愛と殺意の境界線
何故殺人というものは成功するのか。
そんなことを思い、考えた事はあるだろうか?
刃物で刺せば死ぬから?銃の引き金を引けば死んでいるから?
確かにその通りだ。
でも僕は『そうじゃない、違うんだ』と言う。
人は明確な殺意を向けられても、それに対する防衛行動を起こさない。いや、起こせないのだ。逃げよう、と考えても体が言う事を聞かない。極度の緊張状態に陥るからだ。考えて、考えて、考えた結果は相手の殺意よりもずっと遅く、行動を起こすのは結局、全てが終わった後だ。
向けられた殺意より、自分の防衛行動の方が遥かに遅い、ということだ。
例に上げるとするのなら、今現在の僕だ。
彼女から向けられた殺意は、殺意というものに遭遇していなければ、理解もしていない僕にもはっきり意識できるくらいに明確かつ確実だ。
僕はこの場から急いで逃げなけらばならない。だってこのままだと殺されてしまうから。
そこまでわかっているのに、わかっているはずなのに………体が石になった様に動かせず、行動を起こさない。
「あら、逃げないのかしら?」
土を踏む音が近づく。彼女がゆっくりと、僕に向かって歩いてくる。
呼吸が荒くなる。動かない体は、恐怖から微細に震え始める。眩暈もし始めた。
生きている中で、最も最悪な体調だ。
「………貴方、怖くて動けないのね?」
――――――貴女を見て恐怖を感じない人間がいるのか
僕は彼女にそう訪ねたかった。でも、動けないのだ。
追い討ちを掛けるように、僕の目に彼女が右手に持った銀色に鈍く光るもの――ポケットナイフ――が止まった。もう、考えることもできそうにない。

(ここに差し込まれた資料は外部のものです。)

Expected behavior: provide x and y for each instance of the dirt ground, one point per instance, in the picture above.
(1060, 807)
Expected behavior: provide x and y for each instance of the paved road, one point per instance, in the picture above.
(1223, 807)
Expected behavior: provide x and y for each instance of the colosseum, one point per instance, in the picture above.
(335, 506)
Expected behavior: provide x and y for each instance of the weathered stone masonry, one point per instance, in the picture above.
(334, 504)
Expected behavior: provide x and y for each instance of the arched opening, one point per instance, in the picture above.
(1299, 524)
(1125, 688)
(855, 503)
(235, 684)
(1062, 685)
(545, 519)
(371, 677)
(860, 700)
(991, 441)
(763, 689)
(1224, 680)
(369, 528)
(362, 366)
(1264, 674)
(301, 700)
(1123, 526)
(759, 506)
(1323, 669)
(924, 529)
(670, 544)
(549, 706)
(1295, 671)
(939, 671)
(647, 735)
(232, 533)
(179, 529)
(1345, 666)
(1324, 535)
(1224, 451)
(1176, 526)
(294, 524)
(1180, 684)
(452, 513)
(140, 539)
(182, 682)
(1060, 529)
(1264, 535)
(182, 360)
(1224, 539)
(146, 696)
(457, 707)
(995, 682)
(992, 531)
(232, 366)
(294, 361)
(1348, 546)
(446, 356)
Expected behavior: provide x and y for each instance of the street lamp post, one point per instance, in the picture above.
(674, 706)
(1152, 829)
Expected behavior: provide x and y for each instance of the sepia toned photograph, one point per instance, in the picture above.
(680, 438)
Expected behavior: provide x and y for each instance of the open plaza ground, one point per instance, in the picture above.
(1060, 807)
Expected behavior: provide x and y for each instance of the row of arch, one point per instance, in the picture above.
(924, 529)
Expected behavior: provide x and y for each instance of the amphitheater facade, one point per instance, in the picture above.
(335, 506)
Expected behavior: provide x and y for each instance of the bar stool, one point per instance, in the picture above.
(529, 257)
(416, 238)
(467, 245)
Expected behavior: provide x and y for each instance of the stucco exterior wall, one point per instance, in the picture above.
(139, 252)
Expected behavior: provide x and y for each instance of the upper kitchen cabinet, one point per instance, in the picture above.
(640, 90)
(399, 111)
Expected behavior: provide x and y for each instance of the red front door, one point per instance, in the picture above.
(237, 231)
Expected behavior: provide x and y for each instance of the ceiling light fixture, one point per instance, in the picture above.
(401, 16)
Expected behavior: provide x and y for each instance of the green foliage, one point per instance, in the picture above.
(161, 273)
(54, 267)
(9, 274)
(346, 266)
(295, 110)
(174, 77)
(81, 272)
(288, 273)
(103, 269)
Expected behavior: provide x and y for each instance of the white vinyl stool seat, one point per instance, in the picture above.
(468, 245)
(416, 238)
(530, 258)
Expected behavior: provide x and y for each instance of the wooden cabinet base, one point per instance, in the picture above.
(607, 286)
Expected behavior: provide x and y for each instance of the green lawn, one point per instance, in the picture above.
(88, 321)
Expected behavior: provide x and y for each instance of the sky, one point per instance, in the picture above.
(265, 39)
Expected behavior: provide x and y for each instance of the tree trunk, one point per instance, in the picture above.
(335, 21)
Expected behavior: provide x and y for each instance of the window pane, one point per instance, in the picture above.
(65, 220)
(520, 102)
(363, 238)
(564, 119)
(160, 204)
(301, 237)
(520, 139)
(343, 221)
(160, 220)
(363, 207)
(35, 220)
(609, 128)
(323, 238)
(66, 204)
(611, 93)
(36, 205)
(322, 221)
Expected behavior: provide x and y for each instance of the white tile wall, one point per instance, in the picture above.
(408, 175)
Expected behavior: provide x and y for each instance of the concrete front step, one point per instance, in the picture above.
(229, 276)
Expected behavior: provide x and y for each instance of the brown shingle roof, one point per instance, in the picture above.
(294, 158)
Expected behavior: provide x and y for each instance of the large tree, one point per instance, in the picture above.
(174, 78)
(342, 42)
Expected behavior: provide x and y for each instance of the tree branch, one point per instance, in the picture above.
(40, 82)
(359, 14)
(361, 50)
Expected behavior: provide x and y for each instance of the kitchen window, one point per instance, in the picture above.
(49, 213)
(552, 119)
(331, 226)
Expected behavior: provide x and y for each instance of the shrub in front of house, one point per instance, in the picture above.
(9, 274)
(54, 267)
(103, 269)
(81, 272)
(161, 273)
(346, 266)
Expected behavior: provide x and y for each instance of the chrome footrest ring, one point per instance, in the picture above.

「ああ、その表情、凄く良いわ………恐怖に歪んだその表情………凄く素敵」
彼女の吐息が感じられる程に、彼女は接近していた。もはや接近という言葉では不十分な程に、だ。今の状態を表すとするのなら、密着が近いかもしれない。
ひたり、と首筋に冷たさを感じる。
「動いては駄目よ?少しでも動けばその細い首筋に秘めた、更に細く脆い動脈が切れてしまうわ。そうすれば貴方は死んでしまう」
そうか、この冷たさはナイフの刃から感じるものか。
薄く小さいナイフから感じる冷たさは、僕の全身を一瞬で凍らせてしまうような、そんな冷たさ。
僕は死を、間近に感じていた。
「私は、人という存在を心から愛しているわ。殺してしまうくらいに」
彼女は妖々しく微笑んだ。その微笑みからは、冷酷さしか感じ取ることができなかった。
『人を愛しているから、殺す』
それは矛盾しか持たない不自然な言葉だ。
人を愛しているから守る、なんて陳腐な言葉の方がよっぽど良い。だってその言葉には、悪意や殺意といった負の感情が無いからだ。
「つまり、私は人を自らの手で殺すのが好きなの。貴方を一目見て、愛を感じた。だから貴方を殺すの。でも、貴方が勝手に動いて勝手に死んでしまっては意味がない。たとえそれが私のナイフが原因だったとしても、私が殺したいタイミングで殺さなければ、それは私にとって殺した事にならないの。理解できるかしら?」
理解できる訳がない。彼女の考え、発想は既に狂人の域だ。
僕は何処にでもいる男子学生で、一般人だ。そんな考え、理解してもいなければ、理解しようとも思わない。
「………貴方、さっきまで怯えきっていたというのに、今ではそんな反抗的な瞳で私を見るのね………本当に、素敵よ、貴方」
首筋に当てられたナイフに力が入る。チクリとした小さな痛みが全身を駆け抜け、温かい血が流れ出るのがわかった。
彼女の艶かしい唇が、首筋に近付く。首筋で吐息を感じたと同時に、生暖かい何かが、僕の首を這いずり回った。
「ふふ………貴方の血、凄く甘いのね………」
這いずり回ったものが彼女の舌だったのは、すぐにわかった。彼女は流れ出た僕の血を、その舌で掬い取り、味わったのだ。
その行為は僕に、彼女の舌や血の温かさ以上に、悪寒と冷たさを与えた。